Great efforts have been made to incorporate branching T. turgidum spike type into common wheat by using wide crosses between T. aestivum L. and branching forms of T. turgidum L. Although various spike types are observed, such as a compact spike in T. compactum (club wheat) or a lax spike in spelt wheats (T. aestivum ssp. spelta), branching spike is rarely detected in hexaploid wheat. More than 13 branching forms of spikes have been produced in the same populations by several backcrosses between tetraploid and hexaploid wheat [42, 43], but all of them are sterile or of low fertility, limiting utilization of various forms of spikes.

The 4S wheat plants have shown accompanying traits including multiple tillers, dark green leaves, and reduced plant height, but apparently none of these phenotypes could be a negative factor for grain yield.
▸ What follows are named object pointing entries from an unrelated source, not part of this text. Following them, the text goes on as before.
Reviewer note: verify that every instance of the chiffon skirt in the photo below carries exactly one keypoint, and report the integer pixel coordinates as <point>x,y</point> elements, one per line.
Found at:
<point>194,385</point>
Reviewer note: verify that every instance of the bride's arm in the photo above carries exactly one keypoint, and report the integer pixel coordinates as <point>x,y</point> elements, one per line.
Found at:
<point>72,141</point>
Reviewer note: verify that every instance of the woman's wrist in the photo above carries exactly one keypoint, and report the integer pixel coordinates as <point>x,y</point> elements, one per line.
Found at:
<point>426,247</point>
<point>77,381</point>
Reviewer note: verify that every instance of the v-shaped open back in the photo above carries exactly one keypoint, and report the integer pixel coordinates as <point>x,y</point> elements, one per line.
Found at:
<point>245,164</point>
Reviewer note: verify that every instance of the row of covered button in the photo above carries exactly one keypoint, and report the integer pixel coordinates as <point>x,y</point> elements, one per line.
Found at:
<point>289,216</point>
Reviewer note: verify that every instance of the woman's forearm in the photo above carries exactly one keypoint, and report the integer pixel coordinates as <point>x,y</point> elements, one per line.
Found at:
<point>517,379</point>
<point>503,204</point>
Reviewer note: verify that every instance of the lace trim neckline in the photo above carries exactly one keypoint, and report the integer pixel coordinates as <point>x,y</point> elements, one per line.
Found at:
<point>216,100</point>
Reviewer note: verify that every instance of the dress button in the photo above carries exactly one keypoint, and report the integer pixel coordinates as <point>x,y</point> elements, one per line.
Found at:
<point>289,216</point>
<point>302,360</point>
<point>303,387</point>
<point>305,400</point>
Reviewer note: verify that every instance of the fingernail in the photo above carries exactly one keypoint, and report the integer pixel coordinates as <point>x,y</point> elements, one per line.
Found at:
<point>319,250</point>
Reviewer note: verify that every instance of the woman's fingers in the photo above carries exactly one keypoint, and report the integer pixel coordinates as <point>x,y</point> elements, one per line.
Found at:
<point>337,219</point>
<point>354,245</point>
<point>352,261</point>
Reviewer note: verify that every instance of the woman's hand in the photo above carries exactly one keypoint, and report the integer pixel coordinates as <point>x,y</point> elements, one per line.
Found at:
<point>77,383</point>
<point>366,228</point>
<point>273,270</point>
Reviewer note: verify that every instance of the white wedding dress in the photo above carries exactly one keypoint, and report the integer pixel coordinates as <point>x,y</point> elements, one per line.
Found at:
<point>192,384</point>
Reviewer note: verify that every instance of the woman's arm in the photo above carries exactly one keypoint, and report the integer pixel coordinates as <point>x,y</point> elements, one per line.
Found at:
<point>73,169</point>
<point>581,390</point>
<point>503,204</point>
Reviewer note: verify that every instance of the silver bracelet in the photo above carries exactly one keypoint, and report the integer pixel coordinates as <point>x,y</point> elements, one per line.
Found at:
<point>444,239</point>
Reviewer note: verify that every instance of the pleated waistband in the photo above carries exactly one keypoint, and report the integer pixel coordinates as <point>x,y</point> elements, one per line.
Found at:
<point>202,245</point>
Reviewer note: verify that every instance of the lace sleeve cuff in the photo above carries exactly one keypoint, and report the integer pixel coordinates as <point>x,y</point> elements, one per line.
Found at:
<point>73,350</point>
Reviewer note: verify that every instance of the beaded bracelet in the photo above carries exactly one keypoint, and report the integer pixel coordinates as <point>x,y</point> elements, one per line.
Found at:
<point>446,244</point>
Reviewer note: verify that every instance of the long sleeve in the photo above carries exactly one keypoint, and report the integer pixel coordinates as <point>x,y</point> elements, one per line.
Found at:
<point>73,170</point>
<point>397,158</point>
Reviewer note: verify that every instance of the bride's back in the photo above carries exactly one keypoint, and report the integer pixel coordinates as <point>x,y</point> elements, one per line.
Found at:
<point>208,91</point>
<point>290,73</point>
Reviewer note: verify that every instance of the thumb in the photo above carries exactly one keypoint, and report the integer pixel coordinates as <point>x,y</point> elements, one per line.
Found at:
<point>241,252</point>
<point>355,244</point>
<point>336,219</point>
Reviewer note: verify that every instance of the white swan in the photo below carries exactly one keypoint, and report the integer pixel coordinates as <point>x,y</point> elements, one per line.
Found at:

In crops, reduced plant height is especially important for lodging-resistance in securing potential grain production. The Green Revolution in 1960s was marked by the use of semi-dwarf and lodging-resistant varieties of rice and wheat through manipulating biosynthesis and signaling of gibberellin (GA), a phytohormone controlling cell elongation in plants. Although a little information is available for genes responsible for branching meristems in the 4S wheat, the never-seen but interesting and valuable traits in the ‘4S’ wheat showed huge potential for wheat grain yield.